I gave Senior 3 a diary project and learnt a lot about what happened during the holidays. On the last day of school, one of them recorded that the Head had warned them against cattle-raiding.  “It was on the morning of the last day of closing.” he wrote. “Headmaster was addressing students that whenever you go you behave well let you come back to school do not go to cattle-raiding as long as you are a student do not do that.” Then, he added, with a fine sense of irony,“Immediately at the same day for some minute the student took the gun from his parent and shut his youngest brother. He was arrested by Police he was beaten.”

Reading the students’ diaries I learned that a local man had fallen off the tractor and injured his leg on the disc blades; that the Head Teacher had a fight with his wife; and that at a meeting with MPs about cattle-raiding and corruption, few people had shown up. “When people refuse to come to the meeting,” one of the students noted, “the Chief of Isohe send police to collect people within the village to come for meeting by Force.” “Although they Force still Few people,” he added. And when police chased the women from the market, they fled with their children on their backs “like Jesus chasing people selling from the temple”.

The rainmaker’s house

When I came back to Isoke there had been no rain for a month. An article in the Senior 3 newspaper was headlined “Isohe Community believe in rainmaker”. Magisto, the reporter, related how, on 3 May, the local rainmaker denied that it was God, the Creator of Heaven and Earth, who made rain. He was reported to have said “if you want rain let the community of Isohe contribute something that can make me feel happy”. At his demand, they built him a house. Each household, Magisto informed us, contributed “5SSP, 2 cups of sorghum, tobacco and even the goat” to the rainmaker’s housebuilding. On 2 June, when there was still no rain he said “Wait for three days”.  On 6th June, the article reported, the rain came.  

Among those who sought out the rainmaker, going up to the holy place on the mountain in Dito, was one of our catechists. And Father C revealed that he had prayed to God for rain on that Sunday. So who knows who should take the credit. Since then, though, there has been plenty of rain. Too much, in fact. A storm—rain and thunder and lightning and large hailstones and strong winds—blew the top right off my colleague L’s house. It blew down the school kitchen (a corrugated iron shack) and lifted off the roof of the front room of the priest’s apartment right next to mine. Then it replaced it again! We had to hang every piece of paper out to dry, and I oversaw the clearing out and washing of the room that lost its roof. It was striking that, as far as I could see, none of the local mud-walled thatched huts was damaged.

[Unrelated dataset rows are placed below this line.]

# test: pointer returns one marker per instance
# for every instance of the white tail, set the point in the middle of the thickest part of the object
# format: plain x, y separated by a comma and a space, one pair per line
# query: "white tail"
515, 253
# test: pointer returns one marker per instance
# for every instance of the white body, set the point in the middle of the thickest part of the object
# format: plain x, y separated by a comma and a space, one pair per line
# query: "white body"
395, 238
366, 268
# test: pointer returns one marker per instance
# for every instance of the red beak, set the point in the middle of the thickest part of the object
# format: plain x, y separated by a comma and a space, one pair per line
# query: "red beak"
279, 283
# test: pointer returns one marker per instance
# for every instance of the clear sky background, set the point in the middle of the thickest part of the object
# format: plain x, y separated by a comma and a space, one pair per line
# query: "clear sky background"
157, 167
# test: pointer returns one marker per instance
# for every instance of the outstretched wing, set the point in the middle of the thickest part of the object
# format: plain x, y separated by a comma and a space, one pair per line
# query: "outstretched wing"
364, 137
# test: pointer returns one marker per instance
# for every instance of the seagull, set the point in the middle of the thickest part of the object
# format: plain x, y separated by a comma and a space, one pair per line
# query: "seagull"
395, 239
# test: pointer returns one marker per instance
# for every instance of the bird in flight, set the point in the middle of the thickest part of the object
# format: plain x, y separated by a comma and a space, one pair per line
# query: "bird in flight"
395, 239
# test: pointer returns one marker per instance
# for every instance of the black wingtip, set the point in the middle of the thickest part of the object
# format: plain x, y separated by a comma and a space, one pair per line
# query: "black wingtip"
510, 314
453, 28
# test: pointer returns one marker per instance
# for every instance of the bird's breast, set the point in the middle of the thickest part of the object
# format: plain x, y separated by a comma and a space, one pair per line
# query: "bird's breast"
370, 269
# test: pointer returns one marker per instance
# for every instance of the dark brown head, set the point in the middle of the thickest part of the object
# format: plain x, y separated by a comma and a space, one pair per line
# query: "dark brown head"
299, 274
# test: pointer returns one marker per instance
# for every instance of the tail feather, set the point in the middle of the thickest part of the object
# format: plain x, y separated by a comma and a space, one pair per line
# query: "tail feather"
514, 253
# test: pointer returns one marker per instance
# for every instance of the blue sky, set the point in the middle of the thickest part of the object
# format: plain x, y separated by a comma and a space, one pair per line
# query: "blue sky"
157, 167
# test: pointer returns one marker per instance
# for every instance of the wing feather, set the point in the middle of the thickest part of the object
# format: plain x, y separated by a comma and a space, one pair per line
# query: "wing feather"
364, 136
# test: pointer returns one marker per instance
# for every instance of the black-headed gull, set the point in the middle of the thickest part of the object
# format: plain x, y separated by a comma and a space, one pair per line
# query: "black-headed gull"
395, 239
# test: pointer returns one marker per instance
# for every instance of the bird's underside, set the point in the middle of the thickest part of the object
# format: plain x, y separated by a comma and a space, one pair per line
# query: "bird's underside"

Happiness and drunkardness

Senior 4 carried out a job satisfaction project. They found out that everyone in Isoke was pretty happy (that is to say they listed more causes of happiness than unhappiness). The farmer said it was nice feeding the family with your own food, hard when there was drought. The school cook said it was nice feeding children and bringing money home (she only gets about $30 a month), but hard when the pay didn’t come. The trader said it was nice making profits only the roads were bad and it was difficult to get goods to Isoke. An NGO officer from AVSI couldn’t find anything to complain about in his job. He said that even setbacks were learning opportunities. He was clearly well-taught in NGO thinking, All teachers, school workers said the main thing wrong was the delay in salaries. We are still waiting for our salaries for May.

Many students write of “drunkardness”, I correct their spelling, but they have obviously been taught to write it that way. And what’s wrong with it? It’s perfectly understandable. In fact it can happily coexist with “drunkenness” to mean the next step towards alcoholism. 

I missed the peak of the mango season – for a week the Nuba students said they were eating fifty a day, then they ended. After two weeks without mangoes, people started bringing them down from the mountains. Many don’t eat them, saying they are sour, but they are fine and very cheap. The cabbage season hasn’t started yet, so we are still eating mainly beans.